A Frank le gustaba Angie, aunque ella no le correspondía, porque por aquellos días tenía sus ojos puestos en Mike. Frank nació en Maine, era el pequeño de una familia de cinco hermanos y era un chico muy divertido con el que pasábamos largas horas riendo con sus historias. Mike era mucho más serio, pertenecía a una familia de abogados de Chicago que siempre había vivido en un entorno austero y se comportaba con extrema timidez. Aunque esto es algo que fue cambiando con los meses y nos permitió descubrir a ese ser tan interesante que llevaba en su interior.

Nicole iba un poco más por su cuenta, aunque estaba integrada en el grupo. Era muy guapa y sabía que todos los chicos de clase se rendían a sus pies. Nicole era de San Diego. Siempre me resultó difícil conectar con ella porque era algo distante.

Y Harry era mi mejor amigo. Era un chico de Minneapolis, tenía una hermanita pequeña de seis años a la que adoraba. Hablaba cada día con ella por teléfono, le compraba regalos que le enviaba a casa y a ella le hacía una enorme ilusión. Su padre había muerto hacía 5 años en un accidente de tráfico y esto había marcado mucho a Harry, quien se había volcado con su madre y su hermanita pequeña en un intento de cubrir el vacío tan grande que había dejado en ellos la pérdida repentina de su padre. A pesar de todo, Harry era muy abierto y siempre era el que organizaba todo para el grupo, el que proponía las ideas sobre lo que podíamos hacer para divertirnos, tenía una capacidad de liderazgo en el grupo que a todos nos encantaba.

Él era el que me acompañaba cuando a mí se me ocurría alguna idea diferente; como cuando decidí vivir la experiencia de trabajar en una fundación que se encargaba de recoger juguetes para los niños más necesitados o como cuando le dije que quería conocer a aquel jugador de baloncesto de la NBA al que yo tanto admiraba. Y lo conseguimos, por supuesto.

Yo estoy convencida, cada día más, de que cuando quieres algo y lo quieres de verdad el mundo te abre un abanico de posibilidades que si las aprovechas te llevan a tu objetivo.

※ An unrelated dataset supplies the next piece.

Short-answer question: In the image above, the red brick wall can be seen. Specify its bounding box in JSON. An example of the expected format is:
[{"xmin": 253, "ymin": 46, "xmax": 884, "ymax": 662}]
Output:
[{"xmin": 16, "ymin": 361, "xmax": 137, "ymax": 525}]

Cómo lo pasamos aquel día cuando conseguimos que Jason, el jugador de baloncesto, nos invitara a cenar con él y sus dos compañeros de equipo. Fue una cena muy divertida y además, fue muy enriquecedor para nosotros por todo lo que aprendimos sobre el mundo del deporte de élite y su preparación mental para los partidos. Nos sirvió mucho para el trabajo de fin de curso y luego conseguimos que Jason nos dejara grabarle dando un mensaje a nuestros compañeros de clase, que emitimos el día que tuvimos que hacer la presentación de nuestro trabajo de esa asignatura. Eso nos sirvió para conseguir la nota más alta de toda la clase y la felicitación y admiración de nuestros compañeros y profesores.

Tengo recuerdos increíbles de aquel primer año en la Universidad de Columbia.